A ‘Texas Leaguer’, also known as a ‘blooper’ or ‘flare’, refers to a softly hit ball that falls between the infielder and outfielder. The term’s origins trace back to 1901 when rookie Ollie Pickering was called up from the Texas League and got four hits of the sort. It is regarded as a lucky, undeserving hit. Brewers fans know the Texas Leaguer all too well as it was Ryan Zimmerman’s broken bat single that dropped in front of Lorenzo Cain allowing the Nationals to rally, winning the Wild Card game and ultimately the World Series.
It seems unfair for such a poorly struck ball to become a hit, but in the eyes of the xwOBA statistic, it is one of the most worthy in the game. Weighted On Base Average (wOBA) takes the run value of each event and divides it by the number of plate appearances. It’s a solid way of evaluating a batter’s production with a single, unadjusted number. Expected Weighted On Base Average (xwOBA) estimates what the wOBA should have been based on a batted ball’s launch angle and exit velocity.
For example, Zimmerman’s blooper against Hader left his bat at 69.2 miles per hour with a launch angle of 33 degrees. Most balls hit that speed at that angle fall for singles, thus the xwOBA is .643. To give that context, Nelson Cruz had the highest average xwOBA on balls in play last year at .539. It may not be as glamorous as occasionally hitting a ball 450+ feet, but if consistently repeated, a Texas Leaguer is one of the most desirable batted balls for a hitter.

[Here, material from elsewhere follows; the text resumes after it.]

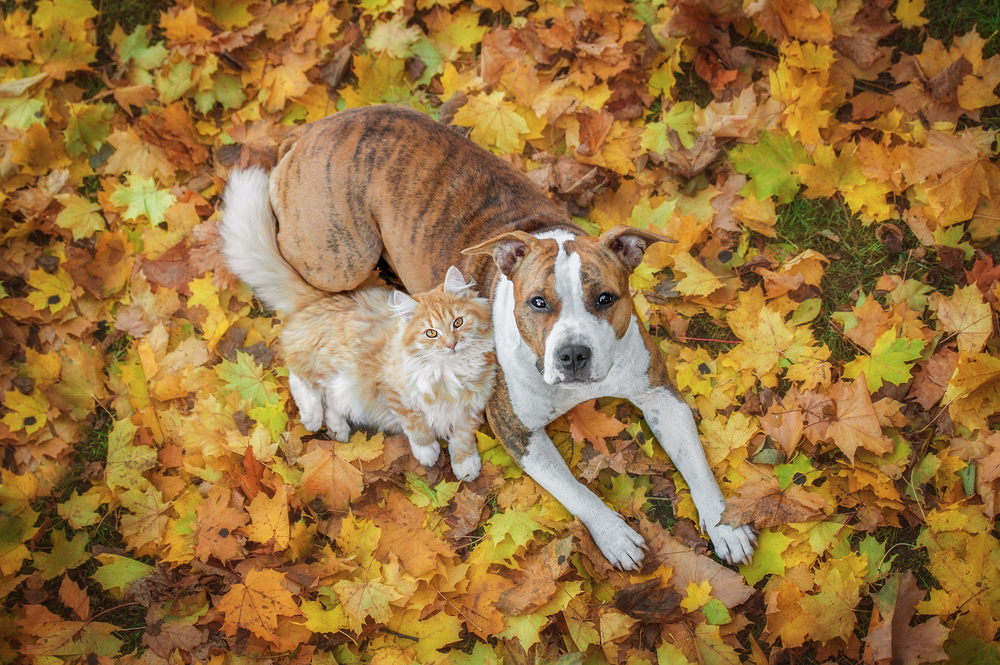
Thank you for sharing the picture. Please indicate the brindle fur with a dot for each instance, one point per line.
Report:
(366, 170)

That being said, nobody consistently produces them. Some batters may be more line drive oriented than others, but no careers are built on chipping the ball just over the infielder’s heads. With the introduction of Statcast, there was a rush to create metrics utilizing launch angles and exit velocities to evaluate players. The assumption xwOBA makes is that these two variables are fully controlled by the players. It struggles differentiating which batted balls take skill to generate. This makes xwOBA more reflective than predictive as a statistic – it is useful in determining how someone should have done as opposed to what they will do in the future.

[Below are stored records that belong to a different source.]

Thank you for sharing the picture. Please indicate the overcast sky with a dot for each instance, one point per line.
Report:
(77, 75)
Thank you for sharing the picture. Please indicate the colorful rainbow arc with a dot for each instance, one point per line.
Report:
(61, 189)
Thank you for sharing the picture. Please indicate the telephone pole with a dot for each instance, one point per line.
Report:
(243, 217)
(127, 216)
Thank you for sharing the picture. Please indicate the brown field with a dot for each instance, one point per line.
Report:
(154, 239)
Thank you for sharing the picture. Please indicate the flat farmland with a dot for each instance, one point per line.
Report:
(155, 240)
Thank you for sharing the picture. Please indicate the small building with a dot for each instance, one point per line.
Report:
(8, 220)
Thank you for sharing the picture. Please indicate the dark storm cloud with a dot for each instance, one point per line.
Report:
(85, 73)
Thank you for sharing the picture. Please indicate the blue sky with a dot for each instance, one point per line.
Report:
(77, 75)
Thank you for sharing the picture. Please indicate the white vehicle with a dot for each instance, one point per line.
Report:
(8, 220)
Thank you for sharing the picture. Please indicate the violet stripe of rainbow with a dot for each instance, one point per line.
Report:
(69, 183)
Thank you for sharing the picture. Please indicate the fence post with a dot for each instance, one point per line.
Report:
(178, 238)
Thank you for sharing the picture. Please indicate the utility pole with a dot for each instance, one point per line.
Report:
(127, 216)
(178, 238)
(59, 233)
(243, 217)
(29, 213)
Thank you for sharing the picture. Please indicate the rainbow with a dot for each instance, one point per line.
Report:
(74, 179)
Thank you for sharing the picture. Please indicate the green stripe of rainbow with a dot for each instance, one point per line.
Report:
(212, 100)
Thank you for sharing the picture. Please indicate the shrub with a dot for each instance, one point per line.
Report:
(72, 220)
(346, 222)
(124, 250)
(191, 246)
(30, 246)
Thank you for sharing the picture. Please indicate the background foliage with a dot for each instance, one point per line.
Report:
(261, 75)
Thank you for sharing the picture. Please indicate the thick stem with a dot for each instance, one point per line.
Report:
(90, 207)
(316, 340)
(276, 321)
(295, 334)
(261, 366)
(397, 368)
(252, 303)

If a ball is hit with a launch angle around 17 degrees, xwOBA suggests it is better to hit the ball 80 as opposed to 103 miles per hour. Clearly, based on where the balls tend to land, the softer hit balls will produce better results. However, both in terms of truly evaluating how ‘lucky’ a batter was and predicting their future performance, this is misleading. Of course it always takes skill to put the ball in play against MLB pitching, but the harder hit ball is a far better exhibition and indication of skill.

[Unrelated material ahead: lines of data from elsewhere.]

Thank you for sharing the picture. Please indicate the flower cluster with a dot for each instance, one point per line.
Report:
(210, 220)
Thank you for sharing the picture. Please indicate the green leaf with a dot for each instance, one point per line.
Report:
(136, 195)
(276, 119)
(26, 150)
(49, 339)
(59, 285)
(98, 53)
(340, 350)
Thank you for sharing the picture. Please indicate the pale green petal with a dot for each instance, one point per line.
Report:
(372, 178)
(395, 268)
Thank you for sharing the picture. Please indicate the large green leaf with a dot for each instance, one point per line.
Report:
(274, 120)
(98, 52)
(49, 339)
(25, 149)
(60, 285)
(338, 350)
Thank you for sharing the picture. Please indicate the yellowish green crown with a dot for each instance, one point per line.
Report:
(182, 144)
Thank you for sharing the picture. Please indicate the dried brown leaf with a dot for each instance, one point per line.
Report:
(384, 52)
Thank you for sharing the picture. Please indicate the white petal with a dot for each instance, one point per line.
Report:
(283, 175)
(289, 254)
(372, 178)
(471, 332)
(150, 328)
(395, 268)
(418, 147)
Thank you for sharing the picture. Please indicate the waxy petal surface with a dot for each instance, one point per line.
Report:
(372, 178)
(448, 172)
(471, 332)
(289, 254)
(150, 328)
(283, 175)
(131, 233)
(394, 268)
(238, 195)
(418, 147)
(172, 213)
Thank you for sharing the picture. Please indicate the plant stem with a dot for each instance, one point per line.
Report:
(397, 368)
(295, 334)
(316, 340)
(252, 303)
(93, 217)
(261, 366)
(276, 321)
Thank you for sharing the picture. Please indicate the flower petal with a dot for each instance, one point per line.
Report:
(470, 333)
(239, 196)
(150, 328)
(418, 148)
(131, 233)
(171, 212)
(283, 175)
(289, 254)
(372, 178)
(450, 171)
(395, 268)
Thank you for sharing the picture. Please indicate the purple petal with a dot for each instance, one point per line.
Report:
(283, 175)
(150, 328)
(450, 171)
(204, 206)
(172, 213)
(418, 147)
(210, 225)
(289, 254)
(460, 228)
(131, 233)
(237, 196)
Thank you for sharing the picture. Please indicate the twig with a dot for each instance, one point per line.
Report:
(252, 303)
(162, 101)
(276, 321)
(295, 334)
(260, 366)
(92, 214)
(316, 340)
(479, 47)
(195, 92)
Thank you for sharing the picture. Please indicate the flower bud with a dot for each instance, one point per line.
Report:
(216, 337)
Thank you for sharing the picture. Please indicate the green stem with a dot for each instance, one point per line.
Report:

There are other metrics that utilize exit velocities and launch angles to provide insight on how hitters produce favorable results. Sweet Spot percentage looks at launch angles conducive to high batting averages. Hard-hit Rate looks at batted balls at or above 95 miles per hour – the speed where balls start going over outfielder’s heads. Barrel percentage looks at batted balls prone to turning into extra base hits.
These metrics can combine to paint a picture of a hitter, but there is still plenty of work to be done. In addition to refining predictive metrics, quantifying a batter’s ability to control launch direction and the spin of batted balls is on the horizon. As more years pass and available data continues to mount, walks and strikeouts could be adjusted as well. Expected Weighted On Base Average currently estimates wOBA on balls put in play while leaving walks, strikeouts, and hit by pitches untouched. This naturally hurts batters who got rung up on bad calls and benefits those receiving favorable treatment.
Expected Weighted On Base Average is not perfect – it loves Texas Leaguers, does not appreciate certain hard hit balls, and leaves non-batted balls unadjusted – but neither is any other metric. Barrel percentage, Hard-hit rate, and Sweet Spot percentage all make flawed assumptions and groupings, but are insightful nonetheless. This wave of Statcast metrics is a solid first attempt at extracting value from heaps of data and ultimately serves as a building block moving forward.